The second possibility was to use Azure Serverless Computing, which take seconds to start working. This would allow Metalogix to outsource their physical on-premise servers and take advantage of external cloud-based servers that are run and maintained by Microsoft Azure and many other platforms. In addition to the speed, serverless leads to significant cost reductions by working as a FaaS (Function as a Service) meaning that it is there for you whenever you need it and the work is scaled by the infrastructure.
After studying all of the advantages and disadvantages of each hosting option as well as the technical requirements, Softwarium built two POCs and reduced wasteful operational costs. This was especially challenging since Metalogix had a dataflow of about 2TB an hour.
Creating the POCs
We started by testing the serverless concept first and immediately encountered a constrained execution environment which resulted in the system’s inability to read certain content such as PDFs. The second issue was that it was not infinitely scalable. Also, the cost of the workloads was very high given the amount of executions thus making it unsustainable from a budget point of view.
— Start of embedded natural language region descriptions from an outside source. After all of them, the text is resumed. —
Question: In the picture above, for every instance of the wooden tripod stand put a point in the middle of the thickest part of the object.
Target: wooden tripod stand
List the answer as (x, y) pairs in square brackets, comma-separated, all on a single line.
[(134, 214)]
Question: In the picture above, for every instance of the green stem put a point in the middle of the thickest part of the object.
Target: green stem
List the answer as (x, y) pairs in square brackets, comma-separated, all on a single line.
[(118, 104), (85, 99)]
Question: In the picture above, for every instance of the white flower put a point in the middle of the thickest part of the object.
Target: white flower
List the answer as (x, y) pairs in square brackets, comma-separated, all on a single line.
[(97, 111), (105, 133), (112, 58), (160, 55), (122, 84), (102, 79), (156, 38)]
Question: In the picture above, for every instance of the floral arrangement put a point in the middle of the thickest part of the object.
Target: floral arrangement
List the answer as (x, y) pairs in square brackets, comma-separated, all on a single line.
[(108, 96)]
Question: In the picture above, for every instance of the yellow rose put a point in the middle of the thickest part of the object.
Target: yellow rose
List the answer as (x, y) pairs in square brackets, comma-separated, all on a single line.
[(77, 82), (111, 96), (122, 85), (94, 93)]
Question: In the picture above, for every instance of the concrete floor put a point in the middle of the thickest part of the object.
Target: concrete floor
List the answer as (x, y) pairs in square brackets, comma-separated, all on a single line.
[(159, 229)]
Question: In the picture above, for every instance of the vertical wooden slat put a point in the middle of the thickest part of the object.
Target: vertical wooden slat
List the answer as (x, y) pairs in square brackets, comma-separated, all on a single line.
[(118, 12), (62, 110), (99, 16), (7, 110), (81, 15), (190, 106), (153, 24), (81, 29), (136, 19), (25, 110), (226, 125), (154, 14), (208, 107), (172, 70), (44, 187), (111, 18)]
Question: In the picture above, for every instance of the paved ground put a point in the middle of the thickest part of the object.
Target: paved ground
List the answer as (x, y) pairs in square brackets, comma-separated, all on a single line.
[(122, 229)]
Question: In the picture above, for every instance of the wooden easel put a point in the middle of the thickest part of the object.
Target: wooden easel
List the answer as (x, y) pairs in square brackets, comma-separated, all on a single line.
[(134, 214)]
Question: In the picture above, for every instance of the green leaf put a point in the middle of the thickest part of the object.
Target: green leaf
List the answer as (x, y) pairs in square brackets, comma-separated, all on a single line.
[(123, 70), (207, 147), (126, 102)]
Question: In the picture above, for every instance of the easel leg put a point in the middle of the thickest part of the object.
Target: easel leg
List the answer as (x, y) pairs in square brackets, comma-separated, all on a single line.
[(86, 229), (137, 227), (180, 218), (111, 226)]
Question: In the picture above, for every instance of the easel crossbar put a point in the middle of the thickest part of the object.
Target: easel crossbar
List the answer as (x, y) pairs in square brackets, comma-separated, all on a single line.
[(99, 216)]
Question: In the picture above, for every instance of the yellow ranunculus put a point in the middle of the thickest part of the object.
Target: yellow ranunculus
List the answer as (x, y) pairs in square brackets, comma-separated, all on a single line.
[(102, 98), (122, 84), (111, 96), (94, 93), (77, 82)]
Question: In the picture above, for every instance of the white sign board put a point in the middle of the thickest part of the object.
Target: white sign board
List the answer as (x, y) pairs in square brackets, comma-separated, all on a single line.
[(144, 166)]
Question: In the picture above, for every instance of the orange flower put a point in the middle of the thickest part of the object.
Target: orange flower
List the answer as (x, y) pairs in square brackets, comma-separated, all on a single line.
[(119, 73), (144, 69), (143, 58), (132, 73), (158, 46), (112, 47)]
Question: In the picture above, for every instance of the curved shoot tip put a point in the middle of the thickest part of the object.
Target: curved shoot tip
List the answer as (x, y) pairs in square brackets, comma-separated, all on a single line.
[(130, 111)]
Based on these three issues we decided to use VMs with containers. This allowed us to overcome the scaling issues since the operating system is virtualized which allows multiple workloads to function on a single operating system instance.
Making the Product Cloud Ready
Now that we knew which POC works, we needed to make the product cloud ready which presented certain difficulties. The workloads were CPU intensive which led to slower service and the constant need to keep adding virtual machines. There was an additional problem with the database since the secure SQL server was not horizontally scalable.
Let’s take a look at how we used Kubernetes to overcome these issues and created a solution that could handle the necessary traffic and could be scaled to accommodate additional users at a moment’s notice.
Dismantling the Monolithic Architecture
We broke down the monolithic architecture into three pieces: file uploading, working with business information and results publishing. Each of these pieces could be deployed as virtual machines, containers or serverless.
The containers leverage a single OS thus increasing the deployment speed and portability while lowering the total cost of ownership and provide an environment where micro services can be deployed, managed and scaled independently.
The old database was replaced with a secure Azure CosmosDB one which is much more scalable depending on the workload. It also allowed Metalogix to save money since they only had to pay for what they used as opposed to on-premise which was on all the time.
The New Content Analysis System
Metalogix received the content analysis system that they wanted. The system adhered to all of the criteria that were set out in the very beginning. We reworked the app from on-premise to cloud ready, obtained the needed configuration and did 100 GB an hour with 40 virtual machines that could be scaled. All of this allowed Metalogix to save money on computing power and storage while providing their customers with outstanding service. However, it is important to note that even though FaaS was not the best approach for this specific solution with these specific workloads, every solution and workload is unique and all “cloud ready” options should be considered.